2.3.    Gedeputeerde staten hebben in de "Notitie toepassingsbereik artikel 19, lid 2, van de WRO Structuurplan Arnhem 2010"(hierna: de Notitie) de categorieën van gevallen aangewezen waarin toepassing kan worden gegeven aan artikel 19, tweede lid, als voornoemd. Daartoe behoren, voor zover hier van belang, (3) plannen voor de bouw/verbouw van sport- en recreatieve voorzieningen als gevolg waarvan de vloeroppervlakte aan voorzieningen met niet meer dan 3000 m2 toeneemt, met inbegrip van de daarbij behorende bijgebouwen en andere bouwwerken, en (7) de aanleg/ wijziging van infrastructuur verband houdende met verkeer, groen en water die al dan niet samenhangt met de plannen als bedoeld onder 1 tot en met 5.
Appellant sub 1 komt op tegen het oordeel van de rechtbank dat hij niet kan worden gevolgd in zijn betoog dat het college ten onrechte toepassing heeft gegeven aan het tweede lid van artikel 19 WRO. Daartoe voert hij aan dat het project naast de verbouw van sportvoorzieningen als bedoeld onder 3 van de Notitie mede ziet op een terreinverharding en het aanbrengen van een geluidsscherm, hetgeen moet worden beschouwd als de aanleg/wijziging van infrastructuur verband houdende met verkeer als bedoeld onder 7 van de Notitie. Deze combinatie van gevallen verdraagt zich niet met de spelregel in de Notitie dat de situaties 1 tot en met 6 in combinatie kunnen voorkomen, aldus appellant sub 1.
Dit betoog faalt. Zo de bouw van een geluidscherm, waarvoor overigens een afzonderlijke vrijstellingsprocedure wordt gevoerd, en de terreinverharding al kunnen worden aangemerkt als de aanleg/wijziging van infrastructuur als bedoeld in situatie 7 van de Notitie, mag dit blijkens de omschrijving daarvan gepaard gaan met samenhangende plannen als bedoeld onder 3. Het college was derhalve bevoegd voor het project met toepassing van artikel 19, tweede lid, van de WRO vrijstelling te verlenen.
2.4.    Appellanten betogen voorts dat de rechtbank ten onrechte heeft geoordeeld dat niet is gebleken dat het college de ruimtelijke onderbouwing niet in redelijkheid aan de vrijstelling ten grondslag had mogen leggen.
2.4.1.    Daartoe voert appellant sub 1 aan dat in de ruimtelijke onderbouwing niet is aangegeven hoe het project zich verhoudt tot het gemeentelijk beleid in de toelichting van het bestemmingsplan, die inhoudt dat er geen mogelijkheid is voor nieuwe bebouwing ten behoeve van welke vorm van bedrijvigheid dan ook en uitbreiding van de bestaande situatie zeer kritisch zal worden bekeken.
De Afdeling kan dit betoog niet volgen. Zoals de rechtbank terecht heeft overwogen is de planwetgever blijkens de toelichting van het bestemmingsplan reeds uitgegaan van de mogelijkheid van uitbreiding van de sportschool. In zoverre kon in de ruimtelijke onderbouwing dan ook worden volstaan met een verwijzing naar dat plan.

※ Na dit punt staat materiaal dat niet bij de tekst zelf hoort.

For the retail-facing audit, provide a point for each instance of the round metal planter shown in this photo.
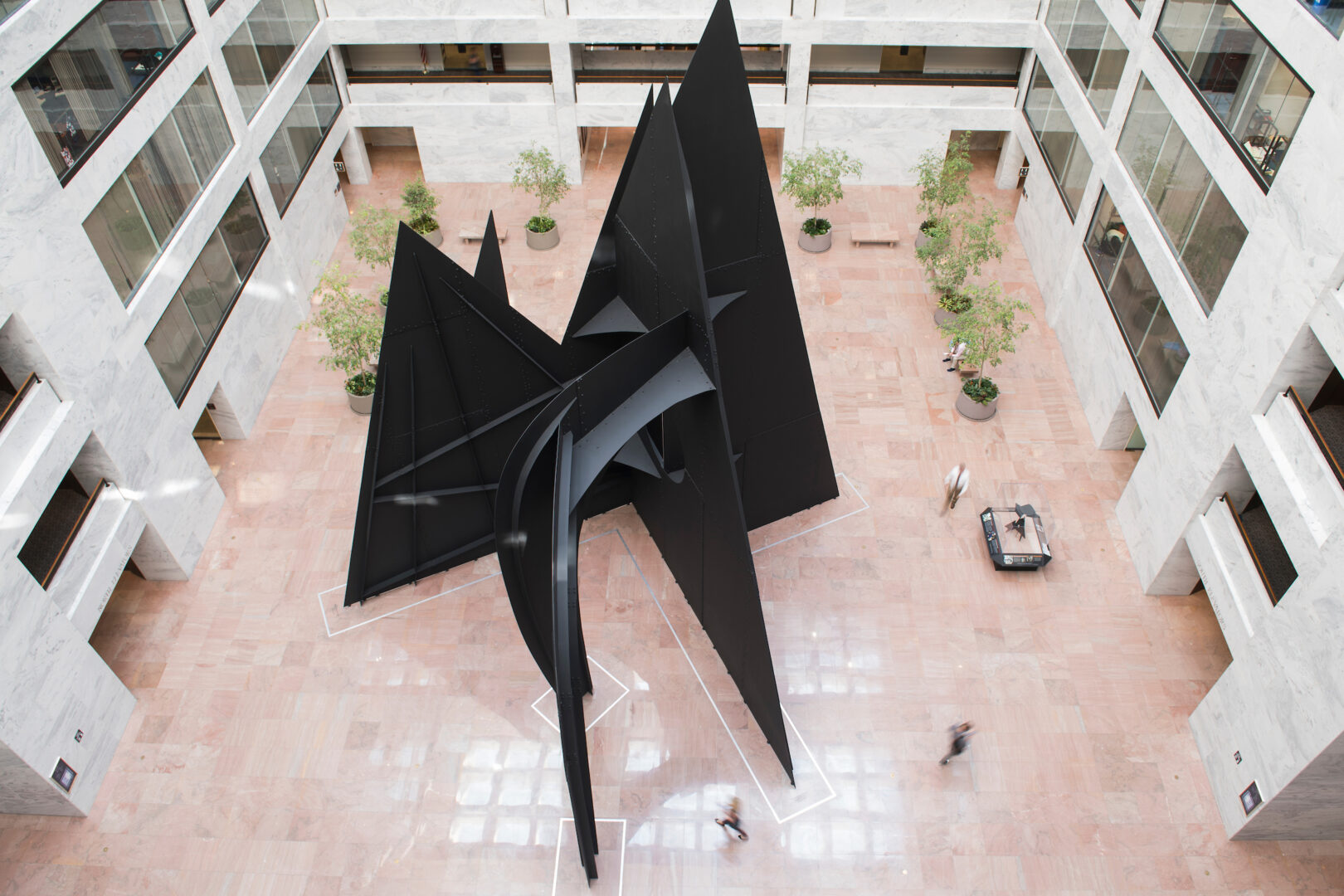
(975, 410)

2.4.2.    Het college van gedeputeerde staten van Gelderland heeft aan het bestemmingsplan voor zover betrekking hebbend op de sportschool goedkeuring onthouden, omdat uit het plan niet blijkt wat de gevolgen voor de directe omgeving zijn ten aanzien van de verwachte toename van het aantal parkeerplaatsen en de eventuele geluidsoverlast.
Blijkens het door Arcadis Ruimtelijke Ontwikkeling B.V. (hierna: Arcadis) op 28 mei 2003 uitgebrachte rapport, dat is aangevuld op 8 april 2004 en deel uitmaakt van de ruimtelijke onderbouwing, kan aan de ingevolge het Besluit horeca-, sport- en recreatie-inrichtingen milieubeheer (hierna: het Besluit) geldende geluidsgrenswaarden worden voldaan, indien een gladde terreinverharding wordt aangebracht en nader omschreven geluidschermen worden geplaatst. In de beslissing op bezwaar is de vrijstelling aangevuld met voorwaarden die daarop zien.

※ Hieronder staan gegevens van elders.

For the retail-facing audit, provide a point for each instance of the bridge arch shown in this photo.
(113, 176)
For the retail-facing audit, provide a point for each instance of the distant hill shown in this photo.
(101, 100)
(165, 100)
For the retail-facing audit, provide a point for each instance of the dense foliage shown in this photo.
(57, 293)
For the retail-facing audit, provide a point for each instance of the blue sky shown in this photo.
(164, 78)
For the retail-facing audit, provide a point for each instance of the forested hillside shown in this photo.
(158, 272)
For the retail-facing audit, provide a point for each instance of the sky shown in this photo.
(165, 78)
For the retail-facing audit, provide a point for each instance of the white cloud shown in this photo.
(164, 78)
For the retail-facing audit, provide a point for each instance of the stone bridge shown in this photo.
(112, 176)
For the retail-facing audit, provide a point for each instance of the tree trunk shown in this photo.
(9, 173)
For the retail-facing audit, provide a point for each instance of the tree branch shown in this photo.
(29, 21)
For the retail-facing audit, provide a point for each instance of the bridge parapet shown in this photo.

Appellanten hebben ter onderbouwing van hun standpunt dat het bouwplan leidt tot onaanvaardbare geluidhinder rapporten van Peutz B.V. en van Schoonderbeek en Partners Advies B.V. overgelegd. Op verzoek van de rechtbank heeft de Stichting Advisering Bestuursrechtspraak (hierna: de StAB) op 26 augustus 2004 een deskundigenbericht uitgebracht waarin voormelde rapporten en de reacties op het concept-bericht zijn betrokken. In dat deskundigenbericht wordt geconcludeerd dat, uitgaande van de door Arcadis voorgestelde voorzieningen, geen aanleiding bestaat voor de veronderstelling dat de meergenoemde geluidsgrenswaarden niet kunnen worden gerespecteerd.

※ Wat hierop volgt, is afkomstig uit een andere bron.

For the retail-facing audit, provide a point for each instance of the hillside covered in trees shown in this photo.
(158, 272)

Appellanten hebben niet aannemelijk gemaakt dat de rechtbank het StAB-rapport niet aan haar oordeel over de ruimtelijke onderbouwing ten grondslag heeft kunnen leggen. De grief dat niettegenstaande dit rapport de inrichting niet zal voldoen aan de geluidsnormen van het Besluit, hebben appellanten sub 2 niet nader onderbouwd. De vraag of het StAB-rapport aanleiding geeft om lagere grenswaarden dan de standaardwaarden in het Besluit op te nemen moet worden beantwoord in het kader van de daarvoor openstaande milieuprocedure. Aan hetgeen appellanten ter zake hebben gesteld en de rechtbank hierover heeft overwogen, dient derhalve voorbij te worden gegaan.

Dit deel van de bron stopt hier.